Внятно структурированный комплекс материалов «Антологии» помогает понять, какую роль сыграли события 1878–1881 гг. в том, что считается переломом мировоззрения Толстого – начала реализации задуманного еще в Севастополе плана. 4 марта 1855 г. он записал в дневнике: «Вчера разговор о божественном и вере навел меня на громадную мысль, осуществлению которой я чувствую себя способным посвятить жизнь. – Мысль эта – основание новой религии, соответствующей развитию человечества, религии Христа, но очищенной от веры и таинственности, религии практической, не обещающей будущее блаженство, но дающей блаженство на земле»[483].
Он отложил исполнение этого замысла на много лет, но теперь – уже прославленным автором «Войны и мира», знаменитым писателем, потрясенный разворачивающейся на его глазах трагедией, он решил приступить к реализации этой «великой грандиозной» мысли. И одновременно стала принимать четкие очертания его антигосударственническая доктрина, поскольку он определил для себя виновников происходящего. Уже после гибели Александра II, в июне 1881 г., он писал тому же Страхову: «Вы отвечаете мне: “…и я не хочу слышать ни о какой борьбе, ни о каких убеждениях, если они приводят к этому и т. д.” Но если вы обсуждаете дело, то вы обязаны слышать.
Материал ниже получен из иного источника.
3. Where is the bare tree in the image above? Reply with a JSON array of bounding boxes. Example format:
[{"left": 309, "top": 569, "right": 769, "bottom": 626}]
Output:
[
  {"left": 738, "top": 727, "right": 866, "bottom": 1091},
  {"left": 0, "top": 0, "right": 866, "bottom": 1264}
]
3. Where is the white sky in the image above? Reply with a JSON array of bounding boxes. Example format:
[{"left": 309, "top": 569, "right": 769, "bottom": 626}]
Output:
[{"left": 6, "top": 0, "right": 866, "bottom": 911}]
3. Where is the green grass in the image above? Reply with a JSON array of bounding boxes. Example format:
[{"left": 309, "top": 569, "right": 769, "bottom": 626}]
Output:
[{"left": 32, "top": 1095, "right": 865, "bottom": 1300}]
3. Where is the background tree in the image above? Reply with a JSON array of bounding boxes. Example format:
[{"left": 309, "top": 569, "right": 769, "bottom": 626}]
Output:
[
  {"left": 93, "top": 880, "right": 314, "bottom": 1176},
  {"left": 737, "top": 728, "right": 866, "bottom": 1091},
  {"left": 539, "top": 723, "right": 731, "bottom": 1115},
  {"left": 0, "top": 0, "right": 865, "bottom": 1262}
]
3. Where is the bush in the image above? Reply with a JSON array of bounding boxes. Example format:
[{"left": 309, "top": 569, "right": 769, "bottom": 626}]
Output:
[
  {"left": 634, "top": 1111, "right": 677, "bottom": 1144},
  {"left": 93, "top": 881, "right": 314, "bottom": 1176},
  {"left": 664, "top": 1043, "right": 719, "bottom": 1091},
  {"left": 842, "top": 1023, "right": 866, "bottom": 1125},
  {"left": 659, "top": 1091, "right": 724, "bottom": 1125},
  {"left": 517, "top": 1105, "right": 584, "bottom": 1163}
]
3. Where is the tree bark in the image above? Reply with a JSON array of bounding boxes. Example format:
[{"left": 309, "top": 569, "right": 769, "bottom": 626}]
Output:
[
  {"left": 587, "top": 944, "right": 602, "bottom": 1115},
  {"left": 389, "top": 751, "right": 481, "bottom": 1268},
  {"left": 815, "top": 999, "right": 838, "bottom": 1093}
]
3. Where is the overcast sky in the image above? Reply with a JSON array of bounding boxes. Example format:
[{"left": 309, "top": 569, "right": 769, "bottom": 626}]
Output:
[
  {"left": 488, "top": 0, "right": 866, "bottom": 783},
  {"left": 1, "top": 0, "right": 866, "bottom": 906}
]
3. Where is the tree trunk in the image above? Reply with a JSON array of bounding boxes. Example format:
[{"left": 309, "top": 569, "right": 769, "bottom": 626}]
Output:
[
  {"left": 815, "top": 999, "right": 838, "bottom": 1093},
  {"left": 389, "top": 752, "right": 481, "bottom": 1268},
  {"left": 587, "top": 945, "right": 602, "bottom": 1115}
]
Я вижу, что юношу прекрасного Осинского повесили в Киеве. И я не имею никакого права осуждать тех, кто повесил Осинского, если я не хочу слышать ни о какой борьбе. – Только если я хочу слышать, только тогда я узнаю, что Осинский был революционер и писал прокламации <…> Ваша точка зрения мне очень, очень знакома (она распространена теперь и очень мне не сочувственна). Нигилисты – это название каких-то ужасных существ, имеющих только подобие человеческое. И вы делаете исследование над этими существами. И по вашим исследованиям оказывается, что даже когда они жертвуют своею жизнью для духовной цели, они делают не добро, но действуют по каким-то психологическим причинам бессознательно и дурно.
Я не могу разделить этого взгляда и считаю его дурным. Человек всегда хорош, и если он делает дурно, то надо искать источник зла в соблазнах, вовлекших его в зло, а не в дурных свойствах гордости, невежества. И для того, чтобы указать соблазны, вовлекшие революционеров в убийство, нечего далеко ходить. Переполненная Сибирь, тюрьмы, войны, виселицы, нищета народа, кощунство, жадность и жестокость властей – не отговорки, но настоящий источник соблазна»[484].
Последний пассаж вполне годился для агитационной листовки «Народной воли».
Думающий читатель «Антологии» получает возможность сопоставить два ключевых по своему смыслу текста – обращение Исполнительного комитета к Александру III после убийства его отца с предложением сотрудничества на определенных условиях, и обращение к императору Льва Толстого с горячей просьбой простить убийц, совершив истинно христианский поступок, который изменит всю атмосферу в стране.
Оба документа, включенные в «Антологию», каждый по-своему демонстрируют трагическую парадоксальность ситуации – попытку найти спасительный компромисс там, где компромисс был уже невозможен.
Принципиальное достоинство «Антологии» еще и в том, что, осваивая этот мощный документальный комплекс, двигаясь сквозь события и судьбы, мы начинаем осознавать опасную внутреннюю противоречивость этого пласта русского освободительного движения.
Одна из сохранившихся заметок Гефтера, отмечающих движение замысла, называется «Еще о народничестве как утопии выбора». Ключевое слово сказано – «утопия». Это понятие помогает осознать роковую особенность всех великих революций, деятели которых – Кромвель, Робеспьер, Ленин (со своими сторонниками) – претендовали на создание «прекрасного нового мира». Утопический элемент неизбежно присутствовал в каждом революционном движении.
Поразительной чертой русского народничества, нашедшего свое предельное выражение в терроре «Народной воли», было то, что основой его идеологии и решающим стимулом к радикальному действию оказывается глубоко утопическое миропредставление, восходящее к мечтаниям людей сороковых годов, умевших совместить в своем сознании любовь как ведущую идею и порожденную этой безудержной любовью уверенность в неизбежности насилия.
Белинский, в последние годы своей жизни возлагавший большие надежды на гильотину, в молодости начинал свой путь с исповедания теории любви, предложенной его другом Николаем Станкевичем, но Белинским развитой и усложненной. Любовь была объявлена единственным средством возвыситься до «абсолютного духа жизни» и, соответственно, до осознания своего предназначения.